Iona is issuing three million new shares in the initial public offering (IPO) at between $14.50 and 16.50, while existing shareholders - headed by Sun Microsystems are capitalising on the flotation by selling 4.65 million shares worth $67 million (£42 million).
Following the IPO and the offering of the 7.65 million shares, Iona will have a total of 18.3 million shares in issue. At the indicated flotation price of between $14.50 and $16.50, Iona will have an initial market capitalisation of between $265.4 million and $302 million (£165 million to £187 million). The new investors will hold 41.8 per cent of Iona shares when the IPO is completed.
The stakes of the company's founders and senior management will be worth millions of pounds. They are managing director Mr Chris Horn and Mr Annrai O'Toole, Mr Sean Baker and Mr Colm Newman.
The initial public offering the latest in a series of NASDAQ flotations by Irish high technology companies has been underwritten by Lehman Brothers, Robertson Stephens and SoundView Financial.
As the new shares are being offered in the form of American Depository Shares, Iona will convert into a public limited company in Ireland, ahead of the formal offering of the new shares on the NASDAQ market. At the indicated offer prices in the preliminary prospectus lodged with the SEC, Iona's market capitalisation would put it among the top 20 shares on the Irish market.
Apart from the 3.75 million shares that Sun Microsystems is planing to sell in the flotation no details are yet available on who are the holders of the 900,000 other Iona shares that will be sold by existing shareholders.
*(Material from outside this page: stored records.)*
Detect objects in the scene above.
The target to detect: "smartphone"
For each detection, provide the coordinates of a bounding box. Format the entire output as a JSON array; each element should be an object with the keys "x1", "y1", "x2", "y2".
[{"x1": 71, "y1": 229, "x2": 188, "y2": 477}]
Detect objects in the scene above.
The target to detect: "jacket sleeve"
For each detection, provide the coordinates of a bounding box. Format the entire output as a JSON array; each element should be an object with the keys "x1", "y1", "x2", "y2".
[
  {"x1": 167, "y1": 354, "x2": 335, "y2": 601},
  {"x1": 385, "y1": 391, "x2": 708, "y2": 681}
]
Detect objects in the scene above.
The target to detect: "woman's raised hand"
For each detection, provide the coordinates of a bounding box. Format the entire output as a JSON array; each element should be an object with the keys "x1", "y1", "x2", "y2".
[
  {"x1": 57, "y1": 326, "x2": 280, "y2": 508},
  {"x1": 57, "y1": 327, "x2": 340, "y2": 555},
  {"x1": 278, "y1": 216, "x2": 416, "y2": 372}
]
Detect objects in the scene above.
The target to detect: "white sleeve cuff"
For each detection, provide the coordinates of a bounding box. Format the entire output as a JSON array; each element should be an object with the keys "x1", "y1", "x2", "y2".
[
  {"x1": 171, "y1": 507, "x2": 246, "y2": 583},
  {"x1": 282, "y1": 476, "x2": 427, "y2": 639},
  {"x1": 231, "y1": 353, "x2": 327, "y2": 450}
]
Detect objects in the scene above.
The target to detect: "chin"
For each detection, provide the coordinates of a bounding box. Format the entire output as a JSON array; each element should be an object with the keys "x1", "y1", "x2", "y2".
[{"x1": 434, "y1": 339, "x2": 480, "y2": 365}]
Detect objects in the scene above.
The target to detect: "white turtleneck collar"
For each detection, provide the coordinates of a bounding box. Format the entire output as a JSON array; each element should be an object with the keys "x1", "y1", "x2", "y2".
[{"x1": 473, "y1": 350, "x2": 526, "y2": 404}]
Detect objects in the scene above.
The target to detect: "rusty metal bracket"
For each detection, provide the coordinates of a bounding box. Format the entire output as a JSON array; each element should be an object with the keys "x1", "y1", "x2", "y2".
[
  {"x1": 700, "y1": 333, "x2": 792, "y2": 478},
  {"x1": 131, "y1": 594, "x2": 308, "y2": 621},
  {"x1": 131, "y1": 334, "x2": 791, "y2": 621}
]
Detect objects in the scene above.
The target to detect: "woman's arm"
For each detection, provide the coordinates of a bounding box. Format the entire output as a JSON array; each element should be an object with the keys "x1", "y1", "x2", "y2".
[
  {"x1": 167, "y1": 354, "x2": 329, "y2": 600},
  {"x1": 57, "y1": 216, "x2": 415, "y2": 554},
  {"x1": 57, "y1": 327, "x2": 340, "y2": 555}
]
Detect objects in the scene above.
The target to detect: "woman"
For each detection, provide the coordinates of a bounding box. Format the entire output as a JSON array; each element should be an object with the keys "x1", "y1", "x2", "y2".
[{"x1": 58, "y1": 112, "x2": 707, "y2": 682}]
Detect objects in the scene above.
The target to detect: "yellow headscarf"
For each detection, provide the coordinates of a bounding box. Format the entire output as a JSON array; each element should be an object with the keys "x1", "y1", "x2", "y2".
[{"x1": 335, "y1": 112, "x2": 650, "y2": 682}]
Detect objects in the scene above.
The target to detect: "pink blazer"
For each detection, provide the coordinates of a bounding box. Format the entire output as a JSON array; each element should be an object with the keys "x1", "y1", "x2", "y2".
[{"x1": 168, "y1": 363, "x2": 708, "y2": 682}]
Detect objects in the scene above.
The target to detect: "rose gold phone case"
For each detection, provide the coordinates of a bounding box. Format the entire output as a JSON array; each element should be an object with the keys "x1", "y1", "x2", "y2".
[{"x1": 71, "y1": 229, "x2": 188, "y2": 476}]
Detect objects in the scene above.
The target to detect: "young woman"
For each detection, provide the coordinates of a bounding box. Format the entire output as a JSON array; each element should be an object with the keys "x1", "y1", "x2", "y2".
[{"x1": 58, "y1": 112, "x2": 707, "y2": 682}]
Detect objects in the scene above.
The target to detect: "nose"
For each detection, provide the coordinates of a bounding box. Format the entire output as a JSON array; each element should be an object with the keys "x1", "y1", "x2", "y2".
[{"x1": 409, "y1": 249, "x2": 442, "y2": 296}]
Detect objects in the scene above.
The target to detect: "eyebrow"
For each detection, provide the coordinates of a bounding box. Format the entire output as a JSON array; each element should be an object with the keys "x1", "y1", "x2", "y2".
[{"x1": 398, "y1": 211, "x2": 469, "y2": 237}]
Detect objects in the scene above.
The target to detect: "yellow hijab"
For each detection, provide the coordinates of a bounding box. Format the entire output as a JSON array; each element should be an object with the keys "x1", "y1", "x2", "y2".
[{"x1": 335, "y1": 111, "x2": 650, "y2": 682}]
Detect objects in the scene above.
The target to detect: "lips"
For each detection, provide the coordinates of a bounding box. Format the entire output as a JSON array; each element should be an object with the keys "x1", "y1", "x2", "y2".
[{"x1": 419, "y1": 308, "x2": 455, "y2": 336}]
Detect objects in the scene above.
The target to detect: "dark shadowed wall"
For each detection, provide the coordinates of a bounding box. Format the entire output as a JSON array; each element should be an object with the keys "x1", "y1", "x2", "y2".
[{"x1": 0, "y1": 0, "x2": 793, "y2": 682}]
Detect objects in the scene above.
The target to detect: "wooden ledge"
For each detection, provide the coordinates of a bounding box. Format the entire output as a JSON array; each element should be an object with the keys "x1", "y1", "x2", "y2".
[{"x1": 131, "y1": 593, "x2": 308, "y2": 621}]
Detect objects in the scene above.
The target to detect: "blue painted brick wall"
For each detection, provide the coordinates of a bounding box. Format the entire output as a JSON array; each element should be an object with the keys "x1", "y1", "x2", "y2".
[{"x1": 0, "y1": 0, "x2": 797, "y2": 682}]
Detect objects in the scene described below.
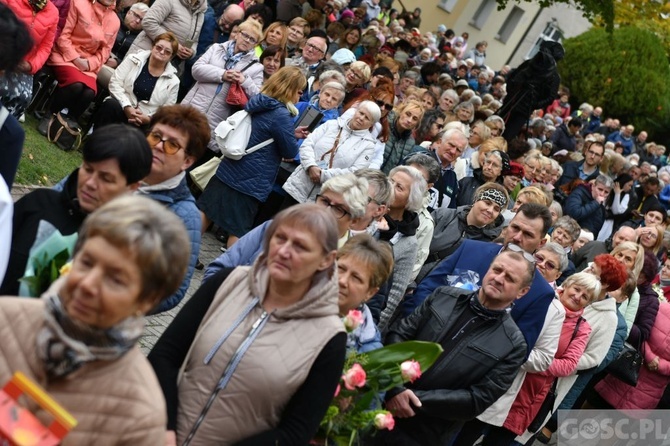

At the indicated prices, these are worth between $13 million and $14.8 million.
The IPO filing document shows that Iona had after tax profits of $1.53 million on sales of $21.2 million in 1996, compared to profits of $2.2 million and sales of $8.6 million in 1995.
Iona, based in Dublin and with offices in the United States and Australia, makes the world's most popular Object Request Broker Middleware. This is software that allows engineers to use different components from other software to design programmes.
In an interview last month with The Irish Times, Iona's chief executive Mr Chris Horn said the company controlled 60 per cent of the world market for the software. He pointed out that because demand was tripling emery year, Iona had to match this rate of growth just to maintain its market share.
The company was formed in 1991 under the umbrella of Trinity College Dublin, with just three employees. By 1993 its revenues had hit $1 million (£600,000) and it had 15 workers. It moved out of Trinity to new offices in Dublin, and by 1994 had reached annual revenues of $2.3 million. The next revenues jumped to $8.3 million.